Europe was the only region to record a drop in earnings before interest, tax, depreciation and amortisation in the year ended March 31, the Auckland-based company said today. Total group EBITDA fell 0.5 percent to $137.5 million, in line with the company's March guidance. Sales rose about 4 percent to $1.88 billion.
Mainfreight cemented its foothold in Europe in early 2011 by buying Netherlands-based Wim Bosman Group for 110 million euros plus earnouts. While the new business was expected to lift earnings, Mainfreight lost key trading accounts in its first 12 months of ownership while having to cope with poor trading conditions in the face of a European recession and bedding in the operations.
"We're an impatient bunch and would like it fixed yesterday," Braid told BusinessDesk. "We're progressing."
The shares rose 3.1 percent to $10 on the NZX today, having declined 17 percent this year. The stock has a 'buy' rating and a median price target of $12, based on a Reuters survey. The company will pay a fully-imputed final dividend of 15 cents a share, making 27 cents for the year, up 3.8 percent from last year's payment.
"Most of the operations looked to be reasonable except for Europe," said James Lindsay, equities manager at Tyndall Investment Management. "Europe's economy is struggling - we saw some of the same impact in Nuplex's result."
Earlier this month, specialty chemicals maker Nuplex Industries cut its full-year guidance while noting "a general softening in demand" in Europe.
Mainfreight's sales revenue in Europe was little changed at 244.7 million euros while EBITDA tumbled 43 percent to 9.46 million euros.
"This is our most challenging business unit, as we confront and guide the business through a series of issues - including high-margin earning customer losses, poor economic trading conditions and the transition from private ownership to being a contributing member of the Mainfreight Group," the company said.
It didn't give detailed guidance for the current year. Trading in the first two months reflected a similar pattern to 2012.
"This is of concern and reflects a softening in some of the economies where we are located, and the issues we are currently addressing in our Australian domestic operations," the company said. "It would be our expectation to have exceeded profit levels of the year prior during this period."
Total revenue from Australia rose 12.4 percent to A$433 million and EBITDA climbed about 17 percent to A$30.5 million.
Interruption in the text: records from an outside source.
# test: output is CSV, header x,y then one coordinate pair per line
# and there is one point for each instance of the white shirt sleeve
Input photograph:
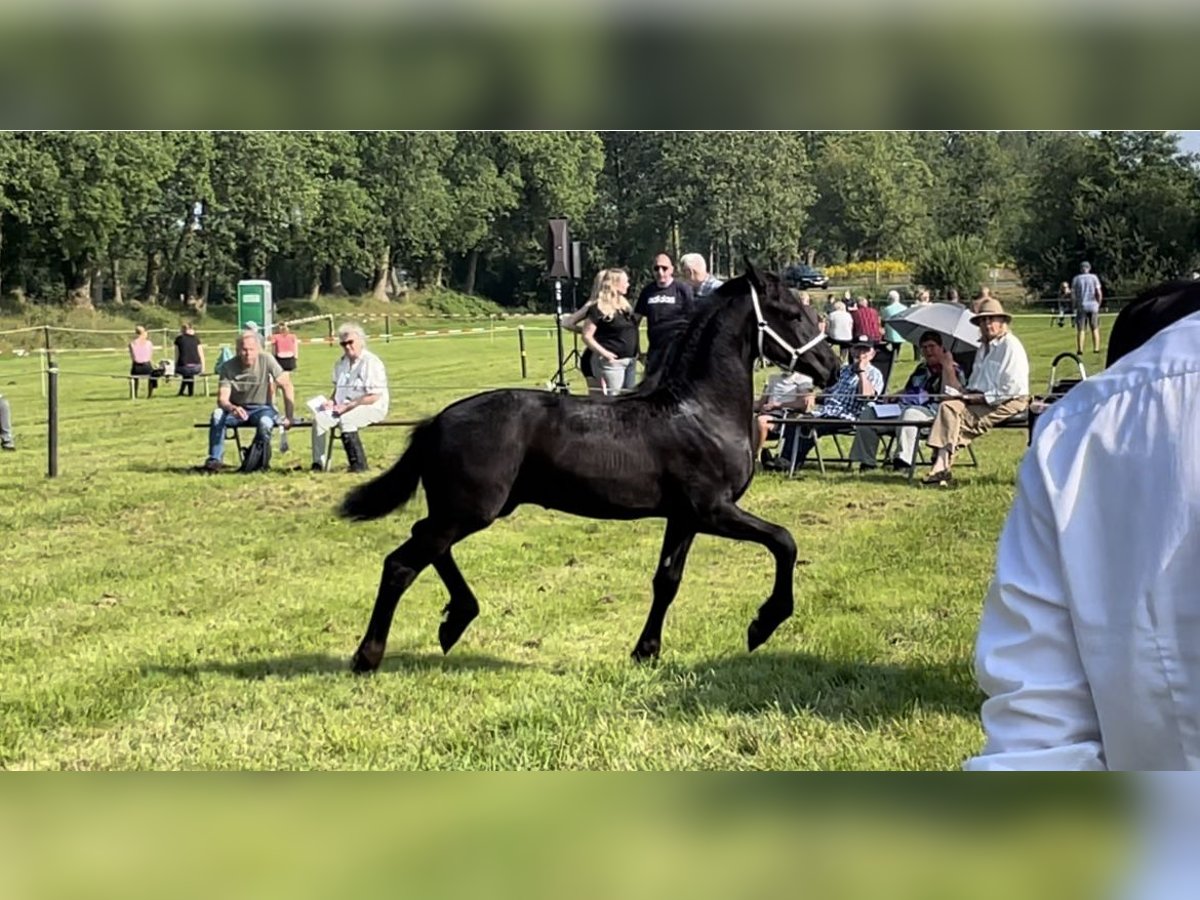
x,y
1039,712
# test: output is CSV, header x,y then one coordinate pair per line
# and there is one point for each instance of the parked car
x,y
805,276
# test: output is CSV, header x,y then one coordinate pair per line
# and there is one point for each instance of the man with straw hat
x,y
997,389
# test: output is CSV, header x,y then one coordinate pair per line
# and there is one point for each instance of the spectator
x,y
895,306
360,399
142,359
867,321
1087,643
784,393
841,325
243,390
5,425
575,323
917,405
857,383
286,348
1089,298
189,359
666,305
610,330
999,389
695,273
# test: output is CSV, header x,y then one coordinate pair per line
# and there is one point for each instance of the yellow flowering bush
x,y
867,269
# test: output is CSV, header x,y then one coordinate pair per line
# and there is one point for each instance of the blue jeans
x,y
258,417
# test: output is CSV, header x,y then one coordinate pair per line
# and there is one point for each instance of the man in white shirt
x,y
1086,295
999,388
1089,648
360,399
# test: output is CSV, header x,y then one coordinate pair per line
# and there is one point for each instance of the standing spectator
x,y
857,383
841,325
1089,297
5,425
610,331
142,361
286,348
189,359
895,306
695,273
917,405
1087,647
666,306
867,321
999,389
360,399
243,399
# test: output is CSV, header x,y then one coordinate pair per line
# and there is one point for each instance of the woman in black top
x,y
610,330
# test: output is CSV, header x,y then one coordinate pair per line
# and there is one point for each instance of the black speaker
x,y
559,246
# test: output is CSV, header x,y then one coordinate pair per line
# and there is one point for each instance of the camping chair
x,y
1056,387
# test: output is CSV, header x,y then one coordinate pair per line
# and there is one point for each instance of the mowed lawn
x,y
154,617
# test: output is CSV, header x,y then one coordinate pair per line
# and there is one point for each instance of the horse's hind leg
x,y
462,609
729,521
676,544
430,540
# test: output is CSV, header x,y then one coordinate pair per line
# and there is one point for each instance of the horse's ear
x,y
753,274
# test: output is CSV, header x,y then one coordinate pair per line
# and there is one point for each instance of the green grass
x,y
159,618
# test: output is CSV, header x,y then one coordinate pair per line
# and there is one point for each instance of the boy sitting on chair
x,y
360,399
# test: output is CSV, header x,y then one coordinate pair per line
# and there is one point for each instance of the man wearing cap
x,y
1086,294
999,389
857,383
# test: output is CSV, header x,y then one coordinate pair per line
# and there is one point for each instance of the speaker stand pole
x,y
561,376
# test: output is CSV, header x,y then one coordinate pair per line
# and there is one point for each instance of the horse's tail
x,y
393,489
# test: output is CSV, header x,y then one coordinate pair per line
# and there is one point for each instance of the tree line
x,y
166,215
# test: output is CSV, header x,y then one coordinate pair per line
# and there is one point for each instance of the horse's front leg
x,y
676,544
729,521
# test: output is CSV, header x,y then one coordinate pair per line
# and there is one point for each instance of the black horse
x,y
679,448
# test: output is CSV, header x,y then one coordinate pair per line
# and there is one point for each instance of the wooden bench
x,y
232,431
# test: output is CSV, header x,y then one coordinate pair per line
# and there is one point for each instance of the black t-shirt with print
x,y
666,311
617,335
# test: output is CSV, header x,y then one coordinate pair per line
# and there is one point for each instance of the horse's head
x,y
789,331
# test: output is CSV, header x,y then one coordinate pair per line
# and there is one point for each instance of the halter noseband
x,y
767,330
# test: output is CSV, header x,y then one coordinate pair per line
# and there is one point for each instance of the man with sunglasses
x,y
360,399
666,305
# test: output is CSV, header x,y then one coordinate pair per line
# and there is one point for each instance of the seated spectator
x,y
999,389
243,391
5,425
360,397
286,348
189,359
142,361
916,406
867,321
857,383
784,393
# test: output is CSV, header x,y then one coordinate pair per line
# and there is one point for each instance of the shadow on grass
x,y
307,664
863,693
But Mainfreight said its Australian domestic operations had suffered margin decline as operational costs rose.
It said "exceptional growth" in the sector had put pressure on "ageing and increasingly inadequate operating facilities" as it coped with increasing volumes of parcel traffic. Mainfreight is to begin building new facilities in Queensland next month, is developing on leased facilities in Sydney and has acquired land in Melbourne.
EBITDA at its Australian Air & Ocean business rose 4.4 percent on steady revenue.
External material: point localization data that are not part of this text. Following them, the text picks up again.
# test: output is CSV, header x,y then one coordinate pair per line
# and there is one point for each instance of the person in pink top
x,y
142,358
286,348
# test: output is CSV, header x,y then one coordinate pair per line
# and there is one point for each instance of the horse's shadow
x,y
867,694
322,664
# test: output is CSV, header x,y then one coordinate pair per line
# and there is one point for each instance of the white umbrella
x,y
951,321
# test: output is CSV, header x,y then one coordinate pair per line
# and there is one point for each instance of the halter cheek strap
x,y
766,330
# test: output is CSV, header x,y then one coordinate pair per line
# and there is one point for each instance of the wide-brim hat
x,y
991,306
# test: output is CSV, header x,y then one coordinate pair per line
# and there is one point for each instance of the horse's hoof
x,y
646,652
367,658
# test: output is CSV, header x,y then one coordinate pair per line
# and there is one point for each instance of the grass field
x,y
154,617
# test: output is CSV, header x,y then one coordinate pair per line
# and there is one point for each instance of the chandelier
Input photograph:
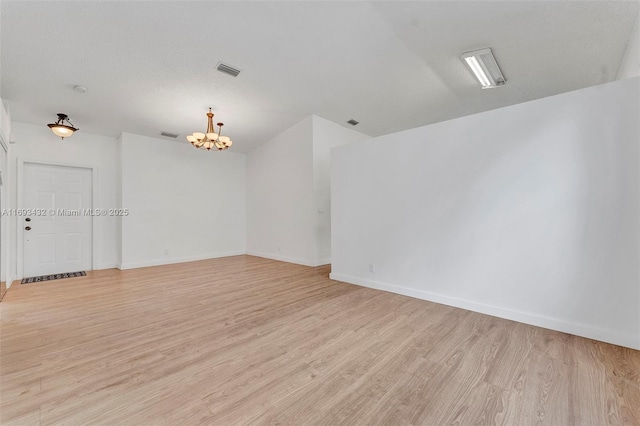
x,y
211,139
60,129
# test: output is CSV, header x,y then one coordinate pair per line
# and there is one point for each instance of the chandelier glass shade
x,y
60,129
210,140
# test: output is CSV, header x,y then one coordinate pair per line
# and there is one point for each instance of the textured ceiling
x,y
150,66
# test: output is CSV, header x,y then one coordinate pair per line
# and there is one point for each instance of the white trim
x,y
20,201
106,266
158,262
605,335
288,259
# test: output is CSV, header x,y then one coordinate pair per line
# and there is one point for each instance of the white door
x,y
58,223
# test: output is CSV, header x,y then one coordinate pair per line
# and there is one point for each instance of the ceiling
x,y
150,66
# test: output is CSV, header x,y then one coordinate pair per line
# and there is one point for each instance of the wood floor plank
x,y
246,340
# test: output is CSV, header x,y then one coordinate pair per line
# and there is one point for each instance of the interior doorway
x,y
56,219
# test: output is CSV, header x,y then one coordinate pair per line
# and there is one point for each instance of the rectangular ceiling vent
x,y
227,69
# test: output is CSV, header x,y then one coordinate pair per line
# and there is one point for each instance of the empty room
x,y
319,212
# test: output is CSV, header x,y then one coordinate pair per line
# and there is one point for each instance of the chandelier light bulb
x,y
210,139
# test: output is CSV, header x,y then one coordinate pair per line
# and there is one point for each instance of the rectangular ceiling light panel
x,y
484,66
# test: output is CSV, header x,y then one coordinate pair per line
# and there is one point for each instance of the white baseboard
x,y
169,261
106,266
289,259
605,335
10,281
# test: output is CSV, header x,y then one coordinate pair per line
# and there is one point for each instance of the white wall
x,y
326,135
37,143
185,204
7,233
630,66
529,212
280,201
288,192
Mainfreight plans $49 million of capital expenditure on Australian property for the 2014 year, amounting to 53 percent of total forecast capex of $91.8 million, according to its results presentation.
In its biggest market of New Zealand, its transport, logistics and Air & Ocean businesses all performed "at a satisfactory level over the year," the company said.
Total New Zealand revenue climbed 5.5 percent to $474 million and EBITDA rose 9.8 percent to $59.9 million.
Its Asian operation lifted revenue by 3.6 percent to US$29.9 million and EBITDA jumped 22 percent to US$2.6 million.
Revenue in the Americas climbed 7.6 percent to US$357 million and EBITDA rose about 11 percent to US$16.9 million, which Mainfreight said was satisfactory though "our expectations have yet to fully materialise". Mainfreight USA lifted revenue by 12 percent and EBITDA by 31 percent. CaroTrans had a slight increase in revenue and a 3.1 percent decline in EBITDA.
Mainfreight's full-year net profit fell18 percent to $65.9 million after one-time charges of about $2 million versus one-time gains of $14.7 million a year earlier.